Lo mismo con el asesinato de Michelini-Gutiérrez Ruiz: ¿quién
duda de que el presidente de la República y su principal colaborador,
el canciller, aunque más no fuera por su investidura, son responsables
de aquellos asesinatos? De lo contrario Bordaberry habría tomado
medidas para castigar a quienes lo cometieron. Pero antes y después
de los asesinatos, tal como detalla la fiscal Guianze en su escrito, el
presidente y el canciller actuaron para facilitar los hechos y para ocultarlos
después, todo en función de desarticular una salida política
de transición a la democracia.
El deslinde
de responsabilidades que tanto Blanco como Bordaberry han reiterado a lo
largo de las acusaciones, en el Parlamento y en la justicia, son calificados
por la magistrada como “mendacidades”. Enumerando una abundante serie de
hechos, decisiones políticas, órdenes, trámites, documentos,
Guianze demuestra la determinación de los dos acusados de librar
una guerra contra el marxismo y la subversión, implicándose
decididamente en la Operación Cóndor y en uno de sus principales
objetivos: la eliminación en el exterior de los disidentes peligrosos.

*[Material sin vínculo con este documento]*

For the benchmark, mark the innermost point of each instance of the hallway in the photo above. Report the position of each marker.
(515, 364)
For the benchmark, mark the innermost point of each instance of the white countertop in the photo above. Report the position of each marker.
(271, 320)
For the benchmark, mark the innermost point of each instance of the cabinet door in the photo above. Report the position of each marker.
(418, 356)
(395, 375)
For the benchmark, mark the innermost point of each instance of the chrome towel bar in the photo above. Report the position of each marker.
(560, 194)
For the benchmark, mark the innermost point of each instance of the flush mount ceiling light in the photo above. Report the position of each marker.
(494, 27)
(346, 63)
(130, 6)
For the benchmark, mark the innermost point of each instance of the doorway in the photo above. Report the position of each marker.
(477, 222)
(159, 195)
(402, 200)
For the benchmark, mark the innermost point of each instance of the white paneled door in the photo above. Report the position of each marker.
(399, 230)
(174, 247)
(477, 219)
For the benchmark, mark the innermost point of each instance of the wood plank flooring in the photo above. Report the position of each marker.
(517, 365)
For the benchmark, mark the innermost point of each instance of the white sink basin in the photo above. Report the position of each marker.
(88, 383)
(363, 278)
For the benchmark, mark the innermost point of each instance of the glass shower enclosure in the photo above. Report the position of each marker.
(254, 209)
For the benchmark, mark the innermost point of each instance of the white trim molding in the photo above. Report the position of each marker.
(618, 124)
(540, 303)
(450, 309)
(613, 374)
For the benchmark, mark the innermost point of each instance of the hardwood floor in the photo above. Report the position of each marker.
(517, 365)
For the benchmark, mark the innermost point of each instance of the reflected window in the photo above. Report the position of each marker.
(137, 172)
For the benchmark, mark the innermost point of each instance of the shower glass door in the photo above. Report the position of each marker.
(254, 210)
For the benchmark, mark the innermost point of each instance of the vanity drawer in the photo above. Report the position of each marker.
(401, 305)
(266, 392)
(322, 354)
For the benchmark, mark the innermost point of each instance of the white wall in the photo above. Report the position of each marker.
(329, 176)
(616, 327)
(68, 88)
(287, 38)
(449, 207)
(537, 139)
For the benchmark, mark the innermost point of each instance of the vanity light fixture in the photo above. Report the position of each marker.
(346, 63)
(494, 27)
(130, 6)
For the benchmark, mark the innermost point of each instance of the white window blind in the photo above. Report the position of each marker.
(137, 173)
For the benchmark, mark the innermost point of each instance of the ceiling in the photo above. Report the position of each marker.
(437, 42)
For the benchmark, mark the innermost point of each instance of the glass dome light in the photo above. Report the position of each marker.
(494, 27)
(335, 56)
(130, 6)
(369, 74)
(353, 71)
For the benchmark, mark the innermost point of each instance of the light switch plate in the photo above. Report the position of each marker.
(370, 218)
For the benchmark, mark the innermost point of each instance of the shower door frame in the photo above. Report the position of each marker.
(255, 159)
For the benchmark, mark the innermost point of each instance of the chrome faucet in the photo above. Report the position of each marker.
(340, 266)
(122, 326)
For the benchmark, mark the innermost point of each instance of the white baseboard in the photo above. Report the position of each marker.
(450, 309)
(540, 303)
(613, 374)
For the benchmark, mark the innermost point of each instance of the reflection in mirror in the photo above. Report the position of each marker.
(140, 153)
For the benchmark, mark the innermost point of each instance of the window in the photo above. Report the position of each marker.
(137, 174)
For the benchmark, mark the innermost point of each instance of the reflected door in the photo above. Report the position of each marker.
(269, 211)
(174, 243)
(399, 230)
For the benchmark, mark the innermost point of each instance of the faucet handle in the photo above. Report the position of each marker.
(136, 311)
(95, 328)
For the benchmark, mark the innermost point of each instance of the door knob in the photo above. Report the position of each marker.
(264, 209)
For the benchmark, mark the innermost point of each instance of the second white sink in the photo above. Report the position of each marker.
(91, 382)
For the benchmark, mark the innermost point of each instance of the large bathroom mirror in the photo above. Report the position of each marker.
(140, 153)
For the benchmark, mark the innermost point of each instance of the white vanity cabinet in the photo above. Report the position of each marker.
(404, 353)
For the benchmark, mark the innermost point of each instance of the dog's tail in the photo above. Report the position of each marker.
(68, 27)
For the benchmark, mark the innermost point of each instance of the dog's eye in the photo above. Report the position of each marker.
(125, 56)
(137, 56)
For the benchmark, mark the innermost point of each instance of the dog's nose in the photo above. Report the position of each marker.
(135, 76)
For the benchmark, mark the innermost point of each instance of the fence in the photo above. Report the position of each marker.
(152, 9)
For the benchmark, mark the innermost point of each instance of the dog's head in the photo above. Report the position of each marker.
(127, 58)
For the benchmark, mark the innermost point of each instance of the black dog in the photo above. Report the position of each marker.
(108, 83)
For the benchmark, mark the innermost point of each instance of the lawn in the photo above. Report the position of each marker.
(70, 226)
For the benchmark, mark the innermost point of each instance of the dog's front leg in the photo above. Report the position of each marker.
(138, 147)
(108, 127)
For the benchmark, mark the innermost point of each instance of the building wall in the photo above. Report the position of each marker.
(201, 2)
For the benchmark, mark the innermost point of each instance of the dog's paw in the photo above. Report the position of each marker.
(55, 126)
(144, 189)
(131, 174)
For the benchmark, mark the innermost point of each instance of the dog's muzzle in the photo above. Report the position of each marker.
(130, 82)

“Como queda dicho, la estructura cupular del aparato de poder imperante
en la época torna imperioso sostener que, por lo menos el presidente
de facto, Juan María Bordaberry, y el canciller en funciones tenían
dominio suficiente sobre la estructura como para decidir la suerte de las
víctimas. No sólo se tiene en cuenta el cargo, formalmente
considerado, sino todo el entorno de los hechos que viene de relacionarse”,
afirma la fiscal, para concluir: “Así descritas las conductas (se
refiere a los viajes de Blanco a Argentina, los documentos de las cancillerías,
y las decisiones de gobierno para facilitar el secuestro y luego para encubrir
los hechos) parece más adecuado considerar coautores, y no autores
mediatos, a aquellos que, desde la estructura de poder dieron las órdenes,
facilitaron los medios o aseguraron la impunidad de los hechos cometidos”.
Por lo que pide que se decrete el enjuiciamiento y prisión de Bordaberry
y de Blanco como coautores responsables, prima facie, de la comisión
de cuatro delitos de homicidio muy especialmente agravados.